02 Feb The hidden cost of diversity
Whether it be UK initiatives to increase female representation in the boardroom or the recent publicity about diversity at the Oscars, it is certainly true that the subject of diversity has risen up the corporate and public agenda over the last few years. And as business leaders you don’t need me to tell you how important diversity is to an organisation. Countless surveys and studies point to the positive influence diversity can have on corporate culture, strength and profitability.
In fact, as Alan Mullally, the CEO of Ford once said “It’s the only business case we need—the only way to satisfy diverse customers is to include their perspectives inside the company.” So with the corporate voice so in favour of diversity, why have I titled this article ‘the hidden cost of diversity’? Quite simply, because new research by the University of Colorado’s Leeds School of Business has revealed something startling about attitudes to diversity as they play out with an organisation.
With diversity being such a positive force within a business it would be natural to expect that promoting diversity would have an equally positive effect on the way in which individuals are perceived. However, the report’s authors have found that those promoting diversity are perceived in different ways depending on their ethnicity and whether they are male or female.
The study surveyed U.S. executives across a range of diversity valuing behaviours. Much to their surprise the authors found that engaging in diversity valuing behaviours didn’t affect the way in which white men were rated by their bosses. In other words, such behaviours neither boosted nor had a negative impact on the way in which they were perceived.
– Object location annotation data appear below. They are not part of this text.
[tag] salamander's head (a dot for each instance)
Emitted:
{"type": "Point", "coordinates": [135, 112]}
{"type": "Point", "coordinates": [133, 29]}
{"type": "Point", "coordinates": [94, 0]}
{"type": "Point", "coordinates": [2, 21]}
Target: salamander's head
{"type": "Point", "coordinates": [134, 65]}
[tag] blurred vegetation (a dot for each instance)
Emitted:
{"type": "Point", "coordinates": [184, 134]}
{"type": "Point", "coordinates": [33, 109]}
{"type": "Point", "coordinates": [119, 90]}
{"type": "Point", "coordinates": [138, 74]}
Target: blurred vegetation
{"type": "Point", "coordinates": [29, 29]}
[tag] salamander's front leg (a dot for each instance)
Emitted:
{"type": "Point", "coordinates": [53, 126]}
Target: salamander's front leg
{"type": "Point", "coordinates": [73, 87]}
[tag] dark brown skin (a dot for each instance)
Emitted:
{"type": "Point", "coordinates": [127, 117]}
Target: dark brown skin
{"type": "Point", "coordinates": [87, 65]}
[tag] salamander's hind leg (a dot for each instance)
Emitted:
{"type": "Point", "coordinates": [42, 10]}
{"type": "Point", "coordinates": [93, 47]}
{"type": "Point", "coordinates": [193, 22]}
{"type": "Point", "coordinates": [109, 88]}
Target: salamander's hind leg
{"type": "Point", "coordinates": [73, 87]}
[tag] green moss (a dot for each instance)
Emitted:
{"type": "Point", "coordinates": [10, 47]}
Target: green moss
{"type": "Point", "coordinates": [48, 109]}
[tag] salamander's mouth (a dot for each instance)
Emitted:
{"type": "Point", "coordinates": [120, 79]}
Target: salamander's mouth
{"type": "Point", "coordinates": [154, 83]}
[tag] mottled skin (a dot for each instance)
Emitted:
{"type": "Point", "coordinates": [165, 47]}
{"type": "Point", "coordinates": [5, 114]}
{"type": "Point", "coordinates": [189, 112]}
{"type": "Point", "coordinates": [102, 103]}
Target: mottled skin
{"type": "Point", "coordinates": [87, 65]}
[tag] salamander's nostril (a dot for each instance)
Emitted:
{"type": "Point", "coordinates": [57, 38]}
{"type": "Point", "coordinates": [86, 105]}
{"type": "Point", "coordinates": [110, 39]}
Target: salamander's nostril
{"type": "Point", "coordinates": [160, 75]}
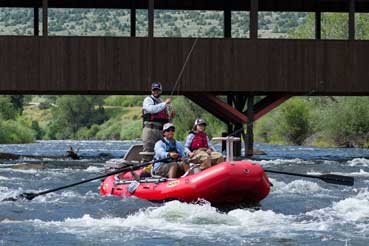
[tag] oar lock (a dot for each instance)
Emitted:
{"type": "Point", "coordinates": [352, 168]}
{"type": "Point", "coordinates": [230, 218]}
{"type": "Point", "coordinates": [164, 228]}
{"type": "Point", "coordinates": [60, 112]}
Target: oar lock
{"type": "Point", "coordinates": [229, 146]}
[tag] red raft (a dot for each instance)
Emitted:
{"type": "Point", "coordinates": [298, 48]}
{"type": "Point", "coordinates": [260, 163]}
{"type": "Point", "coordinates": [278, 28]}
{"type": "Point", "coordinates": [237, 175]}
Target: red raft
{"type": "Point", "coordinates": [228, 183]}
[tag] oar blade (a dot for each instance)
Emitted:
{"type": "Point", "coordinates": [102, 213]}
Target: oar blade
{"type": "Point", "coordinates": [337, 179]}
{"type": "Point", "coordinates": [23, 196]}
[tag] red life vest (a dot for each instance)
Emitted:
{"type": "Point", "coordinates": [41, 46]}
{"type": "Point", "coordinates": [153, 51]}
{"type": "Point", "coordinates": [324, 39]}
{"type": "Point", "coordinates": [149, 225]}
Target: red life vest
{"type": "Point", "coordinates": [161, 116]}
{"type": "Point", "coordinates": [199, 141]}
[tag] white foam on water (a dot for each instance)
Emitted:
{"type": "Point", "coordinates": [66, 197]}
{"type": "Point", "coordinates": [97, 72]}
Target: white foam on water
{"type": "Point", "coordinates": [353, 210]}
{"type": "Point", "coordinates": [94, 169]}
{"type": "Point", "coordinates": [358, 162]}
{"type": "Point", "coordinates": [298, 187]}
{"type": "Point", "coordinates": [178, 220]}
{"type": "Point", "coordinates": [30, 171]}
{"type": "Point", "coordinates": [283, 162]}
{"type": "Point", "coordinates": [8, 178]}
{"type": "Point", "coordinates": [361, 173]}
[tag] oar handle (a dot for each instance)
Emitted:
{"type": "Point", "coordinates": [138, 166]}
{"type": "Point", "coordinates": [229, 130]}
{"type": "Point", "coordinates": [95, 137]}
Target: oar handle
{"type": "Point", "coordinates": [30, 196]}
{"type": "Point", "coordinates": [293, 174]}
{"type": "Point", "coordinates": [329, 178]}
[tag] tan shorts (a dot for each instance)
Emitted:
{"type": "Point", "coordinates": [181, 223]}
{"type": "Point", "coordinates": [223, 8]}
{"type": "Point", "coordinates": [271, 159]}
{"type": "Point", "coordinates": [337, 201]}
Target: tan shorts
{"type": "Point", "coordinates": [163, 170]}
{"type": "Point", "coordinates": [205, 160]}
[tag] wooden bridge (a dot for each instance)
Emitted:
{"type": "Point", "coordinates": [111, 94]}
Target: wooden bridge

However, if a woman or a non-white man promoted diversity it had a negative impact on the way in which their competencies and performance levels were rated.
As the report’s authors concluded, such hidden bias cannot only hold back the move towards diversity it ‘can lead to women and minorities choosing not to advocate for other women and minorities once they reach positions of power, as they don’t want to be perceived as incompetent, poor performers.’
The study is a stark illustration of the way in which good corporate governance does not simply depend on the outward promotion of positive behaviours which will benefit the organisation. In order to truly deliver change, executives have to assimilate those beliefs and behaviours into their own mindset. However strong the driver, however great the incentive, unconscious bias can actually act as a disincentive to change as well as putting a brake on the valuable contributions which a diverse leadership can bring to businesses.